Google accused of GDPR privacy violations by seven countries
Consumer groups across seven European countries have filed GDPR complaints against Google’s location tracking (via Reuters). The European Consumer Organisation (BEUC), of which each of the groups are a member, claims that Google’s “deceptive practices” around location tracking don’t give users a real choice about whether to enable it, and that Google doesn’t properly inform them about what this tracking entails. If upheld, the complaints could mean a hefty fine for the search giant.
The complaints, which each group has issued to their national data protection authorities in keeping with GDPR rules, come in the wake of the discovery that Google is able to track user’s location even when the “Location History” option is turned off. A second setting, “Web and App Activity,” which is enabled by default, must be turned off to fully prevent GPS tracking.
The BEUC claims that Google uses “deceptive practices” to get users to enable both these options, and does not fully inform users of what doing so entails. As such, consent is not freely given.

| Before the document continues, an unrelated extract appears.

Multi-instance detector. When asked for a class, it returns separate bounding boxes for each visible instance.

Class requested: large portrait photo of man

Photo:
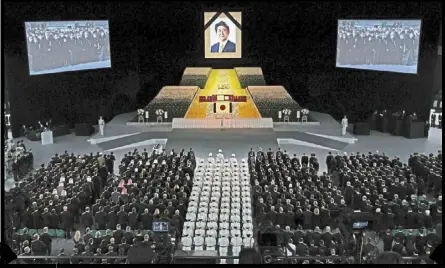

Responding to the complaints, Google said that Location History is turned off by default, and that it makes clear that disabling it does not prevent all location tracking. It said that it intends to read the report to see if it contains any information for it to take on board.
Google is not the only tech giant to be facing a major GDPR complaint. Earlier this year, the Irish data privacy commissioner said it would be investigating Facebook over a security breach that affected 29 million accounts. As a new piece of legislation enacted in May, GDPR violations are still relatively untested in courts so it’s unclear exactly how strong of a case these seven consumer groups have. If successful, GDPR states that Google might be liable to pay a fine of up to four percent of its global revenues, which would be over $4 billion based on its 2017 filings.